Berlin’s answer to this problem is the planned creation of a “Germany Fund” to stimulate investment, but one should not put too much hope into it. After all, this new fund is being framed as a plan to create “a climate-neutral modern industrial future” according to Green economic minister Robert Habeck. This is a polite way of saying that Germany will yet again throw billions at the continuously failing energiewende (energy transition), which is one of the main reasons for Germany’s economic problems to begin with. The University of Cologne has calculated that government subsidies for renewables will reach €18 billion in 2025, €2 billion more than originally anticipated.

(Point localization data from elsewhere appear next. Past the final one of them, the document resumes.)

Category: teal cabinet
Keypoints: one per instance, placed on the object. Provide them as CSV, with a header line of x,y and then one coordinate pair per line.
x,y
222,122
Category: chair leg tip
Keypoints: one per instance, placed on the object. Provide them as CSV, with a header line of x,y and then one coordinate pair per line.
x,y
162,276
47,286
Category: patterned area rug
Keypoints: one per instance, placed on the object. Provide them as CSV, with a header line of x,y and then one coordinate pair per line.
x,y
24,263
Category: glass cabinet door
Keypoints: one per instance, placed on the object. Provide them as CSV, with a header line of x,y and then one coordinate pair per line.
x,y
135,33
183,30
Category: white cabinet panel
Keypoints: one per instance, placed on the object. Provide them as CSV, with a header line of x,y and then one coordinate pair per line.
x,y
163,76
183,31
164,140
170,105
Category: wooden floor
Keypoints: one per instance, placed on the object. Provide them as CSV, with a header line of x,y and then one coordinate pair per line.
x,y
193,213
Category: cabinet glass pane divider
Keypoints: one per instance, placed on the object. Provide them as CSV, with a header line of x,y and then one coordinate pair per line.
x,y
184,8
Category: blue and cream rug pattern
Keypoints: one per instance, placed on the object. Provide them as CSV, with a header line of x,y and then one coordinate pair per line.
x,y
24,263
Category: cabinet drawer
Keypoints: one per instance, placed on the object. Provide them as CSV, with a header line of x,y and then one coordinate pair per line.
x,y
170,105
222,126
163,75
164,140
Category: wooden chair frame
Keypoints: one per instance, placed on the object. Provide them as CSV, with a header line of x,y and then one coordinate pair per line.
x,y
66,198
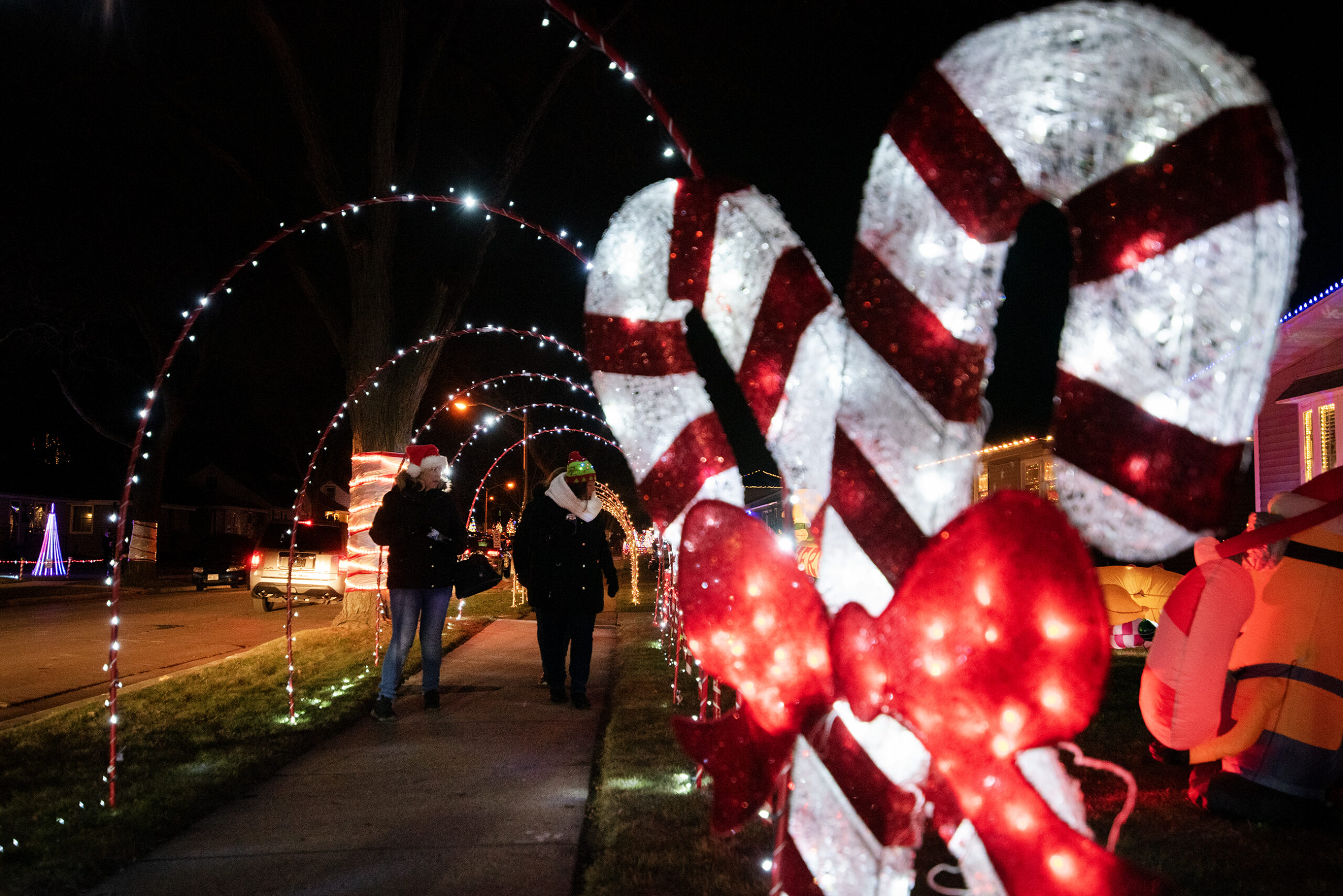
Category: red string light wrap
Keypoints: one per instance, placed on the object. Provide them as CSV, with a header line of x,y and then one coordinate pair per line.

And while Habeck continues to dream green dreams, everything else continues to deteriorate. Remember the once hailed German punctuality? Well, according to national railway services there are plans to finally make trains run on time again — but not until 2070, more than a generation down the line. An official Government poll of 3,300 companies showed that 37% were considering cutting production or moving abroad, up from 31% last year. There is a sense of exhaustion that permeates the German public and its entrepreneurs, and that is made worse by a political class that appears to be entirely oblivious to the mounting problems in all areas of life.

Under these conditions, is it really a surprise that more and more Germans — literally and figuratively — are beginning to look for an alternative for Germany?


Ralph Schoellhammer is assistant professor of International Relations at Webster University, Vienna.